Semaglutide use in people with obesity and type 2 diabetes from real-world utilization data: An analysis of the All of US Program.

To analyse data from the All of Us Research Program to evaluate the real-world application and long-term effectiveness of semaglutide in treating type 2 diabetes and obesity patients in a large population. We identified patients prescribed semaglutide and analysed differences in route of administration and the time on semaglutide. For individuals diagnosed with obesity, we measured changes in body mass index (BMI) and weight from baseline, while measured changes in HbA1c for those patients with type 2 diabetes. We also examined the occurrence of newly diagnosed common adverse events from taking semaglutide. For 3739 semaglutide patients, those on injectable semaglutide (3364 patients) averaged 301.54 days on the medication, with 20.36% having no end date, while those on oral semaglutide (435 patients) averaged 172.48 days, with 24.60% having no end date.

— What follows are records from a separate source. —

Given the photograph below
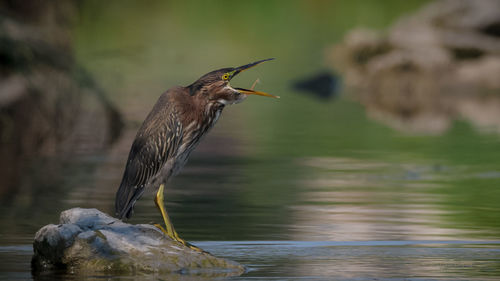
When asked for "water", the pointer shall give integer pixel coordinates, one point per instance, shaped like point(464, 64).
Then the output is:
point(295, 189)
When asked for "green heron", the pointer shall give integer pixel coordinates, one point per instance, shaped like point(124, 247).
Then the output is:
point(173, 128)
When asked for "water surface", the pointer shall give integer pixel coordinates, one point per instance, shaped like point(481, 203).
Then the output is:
point(295, 189)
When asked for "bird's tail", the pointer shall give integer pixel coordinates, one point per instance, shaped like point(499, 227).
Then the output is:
point(126, 196)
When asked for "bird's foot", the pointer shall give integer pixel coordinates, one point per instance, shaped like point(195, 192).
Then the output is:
point(176, 237)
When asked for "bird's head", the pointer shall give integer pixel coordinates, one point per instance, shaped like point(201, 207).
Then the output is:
point(215, 86)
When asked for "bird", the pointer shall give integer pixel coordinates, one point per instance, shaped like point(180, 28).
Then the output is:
point(168, 135)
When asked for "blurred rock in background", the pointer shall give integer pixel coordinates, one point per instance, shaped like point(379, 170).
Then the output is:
point(430, 68)
point(48, 104)
point(323, 85)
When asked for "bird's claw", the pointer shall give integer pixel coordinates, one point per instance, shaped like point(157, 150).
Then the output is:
point(180, 240)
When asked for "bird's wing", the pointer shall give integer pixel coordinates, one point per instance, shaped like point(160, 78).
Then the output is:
point(156, 142)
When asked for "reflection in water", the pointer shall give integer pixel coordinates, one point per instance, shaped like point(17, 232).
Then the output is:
point(301, 170)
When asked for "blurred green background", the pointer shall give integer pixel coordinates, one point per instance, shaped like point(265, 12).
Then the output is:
point(297, 168)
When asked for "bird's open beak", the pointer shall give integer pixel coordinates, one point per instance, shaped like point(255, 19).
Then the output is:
point(247, 91)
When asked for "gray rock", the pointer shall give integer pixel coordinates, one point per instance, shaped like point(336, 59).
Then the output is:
point(87, 240)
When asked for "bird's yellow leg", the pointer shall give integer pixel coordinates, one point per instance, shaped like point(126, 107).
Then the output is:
point(170, 231)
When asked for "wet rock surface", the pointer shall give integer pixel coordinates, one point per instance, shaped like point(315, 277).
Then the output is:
point(87, 240)
point(430, 68)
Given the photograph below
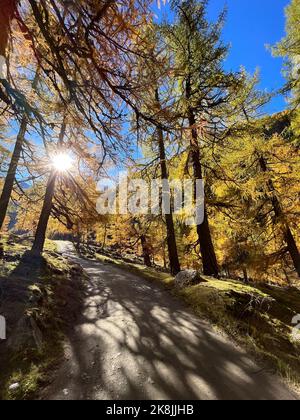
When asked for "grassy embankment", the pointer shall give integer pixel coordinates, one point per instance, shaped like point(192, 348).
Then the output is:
point(257, 316)
point(38, 301)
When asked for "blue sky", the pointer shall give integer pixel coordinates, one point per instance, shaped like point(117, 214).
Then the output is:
point(250, 26)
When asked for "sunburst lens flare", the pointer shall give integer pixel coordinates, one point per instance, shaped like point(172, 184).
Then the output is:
point(62, 162)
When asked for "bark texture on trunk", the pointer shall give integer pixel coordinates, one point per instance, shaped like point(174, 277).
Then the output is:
point(11, 174)
point(171, 236)
point(209, 259)
point(40, 235)
point(146, 252)
point(279, 218)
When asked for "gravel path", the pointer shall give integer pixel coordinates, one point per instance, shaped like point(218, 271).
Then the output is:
point(136, 341)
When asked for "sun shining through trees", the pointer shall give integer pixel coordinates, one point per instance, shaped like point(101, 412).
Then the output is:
point(62, 162)
point(92, 88)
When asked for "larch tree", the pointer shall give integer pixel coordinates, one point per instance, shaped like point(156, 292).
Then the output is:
point(209, 98)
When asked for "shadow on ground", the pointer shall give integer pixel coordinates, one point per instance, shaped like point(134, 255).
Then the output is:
point(136, 341)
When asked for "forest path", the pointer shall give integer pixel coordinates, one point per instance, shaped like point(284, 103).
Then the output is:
point(136, 341)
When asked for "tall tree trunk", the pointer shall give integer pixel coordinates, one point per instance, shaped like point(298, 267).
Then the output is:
point(209, 259)
point(280, 218)
point(171, 236)
point(11, 174)
point(40, 235)
point(7, 11)
point(146, 253)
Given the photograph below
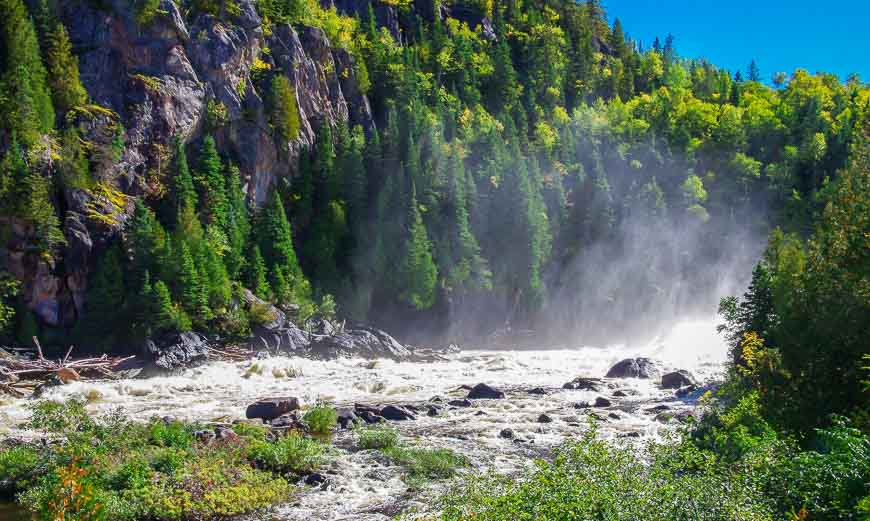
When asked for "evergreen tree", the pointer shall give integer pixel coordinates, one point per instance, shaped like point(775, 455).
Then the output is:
point(753, 73)
point(284, 110)
point(238, 226)
point(27, 107)
point(185, 193)
point(212, 185)
point(416, 275)
point(104, 301)
point(63, 71)
point(255, 276)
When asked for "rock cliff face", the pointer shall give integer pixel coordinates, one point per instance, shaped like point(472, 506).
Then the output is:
point(157, 82)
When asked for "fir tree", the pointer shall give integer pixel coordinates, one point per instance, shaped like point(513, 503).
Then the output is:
point(28, 107)
point(63, 71)
point(104, 301)
point(416, 274)
point(255, 276)
point(185, 193)
point(238, 226)
point(284, 110)
point(212, 185)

We found average decreases of 1.54 kg/m2 in BMI, 4.65 kg in weight and 0.75% in HbA1c for semaglutide users. The decreases were larger in participants taking injectable formulation, probably because of higher starting values. Over time, improvements in these outcomes diminished, but the values remained significantly lower than baseline levels. Approximately only 1.0% of patients reported newly diagnosed common adverse events. Consistent with clinical trial findings, this real-world data analysis showed that semaglutide was well tolerated and that, for a large population, it effectively reduced BMI, body weight and HbA1c, albeit to smaller magnitudes than observed in clinical trials. These findings provide valuable insights into real-world experience and the long-term effectiveness of semaglutide.